Will clients really want legal and accounting to be done by the same firm? Apparently so. EY Law already has over 2,000 lawyers globally, and the remainder of the Big Four have thousands more. Besides, the mantra of BigLaw and global law firms has always been a client’s desire for a “one-stop shop.”

Aren’t the Big Four just marginally less clunky than BigLaw? My limited experience with the non-EYs indicates that they can be. We’ll have to wait and see if EY is different.

But what I find more interesting is the lessons that can be already learned from the Riverview Law journey:

Business people use ideas, systems and processes from a non-legal business to create new legal business.

Then new legal business:

  1. is run by business people, not lawyers;
  2. has a mix of investors who are not all lawyers, and who do not expect an immediate return on investment;
  3. retains earnings and invests them for the long term;
  4. creates unique customer experience that’s difficult for incumbent legal service providers to copy;
  5. attracts customers based on a unique customer experience that does not walk out the doors of the business every evening;
  6. does not attract customers based on personal relationships with individual lawyers who could leave at any time;
  7. experiences massive growth over first five years of existence; and
  8. is bought by Big Four firm because of the unique and successful mix of people, process and technology which creates a tangible, stable investment.

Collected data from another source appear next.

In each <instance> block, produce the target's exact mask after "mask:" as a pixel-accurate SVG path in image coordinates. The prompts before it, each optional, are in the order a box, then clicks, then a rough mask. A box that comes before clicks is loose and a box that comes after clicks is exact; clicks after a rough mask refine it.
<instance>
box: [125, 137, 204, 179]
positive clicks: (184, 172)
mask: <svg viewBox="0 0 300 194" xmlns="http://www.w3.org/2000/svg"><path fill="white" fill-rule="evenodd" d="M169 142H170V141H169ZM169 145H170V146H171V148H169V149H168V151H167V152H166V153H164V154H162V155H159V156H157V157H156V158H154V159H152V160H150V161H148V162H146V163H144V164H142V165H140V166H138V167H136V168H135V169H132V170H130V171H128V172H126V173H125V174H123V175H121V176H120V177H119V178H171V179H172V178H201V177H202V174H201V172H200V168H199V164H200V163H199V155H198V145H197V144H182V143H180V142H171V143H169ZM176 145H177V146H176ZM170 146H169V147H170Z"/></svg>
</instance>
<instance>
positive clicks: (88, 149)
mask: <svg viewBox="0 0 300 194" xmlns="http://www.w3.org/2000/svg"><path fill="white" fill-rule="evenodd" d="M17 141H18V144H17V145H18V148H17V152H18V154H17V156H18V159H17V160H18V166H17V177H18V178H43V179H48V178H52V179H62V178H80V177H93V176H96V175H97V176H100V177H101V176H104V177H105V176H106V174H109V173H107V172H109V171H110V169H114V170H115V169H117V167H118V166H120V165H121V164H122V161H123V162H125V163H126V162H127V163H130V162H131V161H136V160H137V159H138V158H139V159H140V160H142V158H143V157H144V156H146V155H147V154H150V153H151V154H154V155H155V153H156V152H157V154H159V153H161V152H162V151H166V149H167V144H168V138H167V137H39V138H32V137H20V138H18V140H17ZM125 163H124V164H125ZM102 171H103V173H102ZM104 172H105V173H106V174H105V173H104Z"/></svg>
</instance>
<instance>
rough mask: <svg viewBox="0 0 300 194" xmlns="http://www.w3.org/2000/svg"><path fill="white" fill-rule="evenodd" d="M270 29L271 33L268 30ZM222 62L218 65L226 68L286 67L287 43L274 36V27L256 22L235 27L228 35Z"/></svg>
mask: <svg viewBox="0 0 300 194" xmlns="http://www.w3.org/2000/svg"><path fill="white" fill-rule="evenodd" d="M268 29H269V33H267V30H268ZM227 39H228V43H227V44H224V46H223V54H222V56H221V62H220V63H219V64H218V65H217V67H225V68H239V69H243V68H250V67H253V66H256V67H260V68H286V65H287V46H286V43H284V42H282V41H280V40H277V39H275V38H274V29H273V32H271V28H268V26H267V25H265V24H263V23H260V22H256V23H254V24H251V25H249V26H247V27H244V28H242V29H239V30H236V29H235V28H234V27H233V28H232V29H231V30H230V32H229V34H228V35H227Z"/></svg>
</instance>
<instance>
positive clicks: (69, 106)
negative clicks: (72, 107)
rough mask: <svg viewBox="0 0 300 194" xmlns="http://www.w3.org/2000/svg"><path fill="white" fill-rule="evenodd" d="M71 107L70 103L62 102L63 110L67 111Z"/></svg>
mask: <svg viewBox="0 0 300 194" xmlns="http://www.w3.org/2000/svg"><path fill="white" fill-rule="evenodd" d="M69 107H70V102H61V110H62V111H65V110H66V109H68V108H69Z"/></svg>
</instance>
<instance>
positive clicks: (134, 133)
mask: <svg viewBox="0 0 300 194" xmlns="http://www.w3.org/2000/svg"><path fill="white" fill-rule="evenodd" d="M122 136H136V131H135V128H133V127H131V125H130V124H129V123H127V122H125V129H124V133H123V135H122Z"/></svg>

We can argue and speculate as to what these mean for legal services over the next ten years, but what is undeniable is that the ownership and operational model of Riverview Law is a success and worthy of review – and perhaps emulation – by new players in legal services, or by traditional law firms seeking to set themselves apart.

The other Big Four firms will carefully watch how EY Riverview Law plays out, then make acquisitions of their own.

BigLaw will continue to ignore it.


  1. This ‘insider’s’ analysis is revealing: Karl Chapman’s singular focus and patient capital come through to me as key reasons for success. These are not unique but, as your last words searingly suggest, are not found in BigLaw.